I'm sure all of you have been more than ready to start reading all about Devon and his friends' exciting adventures. Well, the wait is almost over! Lucid hits the e-shelves TOMORROW! I'm sure you all knew that, right?
Anyway, for those of you who simply can't wait another day to start reading, I've got a wonderful treat for you. Below, I'll post the entire first chapter of Lucid. Not a little snippet, and teeny excerpts are for wimps. No, dear readers, I'm giving you the entire first chapter! Lucky you! All I ask in return is that you give it a read and SPREAD THE WORD! Devon would love to get his story out to as many people as possible, and it couldn't happen without the support of his friends and fans.
So, enjoy the first chapter tonight, go buy the book tomorrow, and tell all of your friends about Lucid!

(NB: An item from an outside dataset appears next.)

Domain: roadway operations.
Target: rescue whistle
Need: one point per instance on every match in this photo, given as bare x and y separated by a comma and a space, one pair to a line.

Until then, keep readin' and dreamin',
I know that most adventure/fantasy/whatever you would like to call these stories start with something magical, but my story starts with something ordinary: dreams. I’m talking about the “I’m taking a test and don’t realize I’m in my underwear” kind of dreams. We have them every night, whether we remember them or not. Sometimes they leave us waking up with excitement or inspiration. Sometimes they cause us to wake with a shriek and to look around our rooms expecting a murderer to be standing at our bedsides; sometimes they leave us waking up confused or ashamed. These experiences are probably commonplace for most people, but I doubt any of you could ever say your dreams caused you to stay asleep for a long period of time.
What if your dreams made you disappear?
Sometimes I feel like denying the morning exists and staying asleep forever. Waking up in my dark, frigid room isn’t exactly my idea of a great way to start the day. I rolled over on my side to check my clock.
9:30; time to get up for summer camp.
As I tumbled out of bed and pulled on my socks, I recounted the dream I had last night. Normally, I’m not one for remembering my dreams, but this time I don’t think I could’ve forgotten it even if I wanted to. It was so real. I remembered it started with me sitting in a spaceship. I could tell I was in space, not because of the stars outside my window but because of the darkness around the stars. I couldn’t recall any other time I had seen such a deep emptiness except for the time we watched a video on space in physical science.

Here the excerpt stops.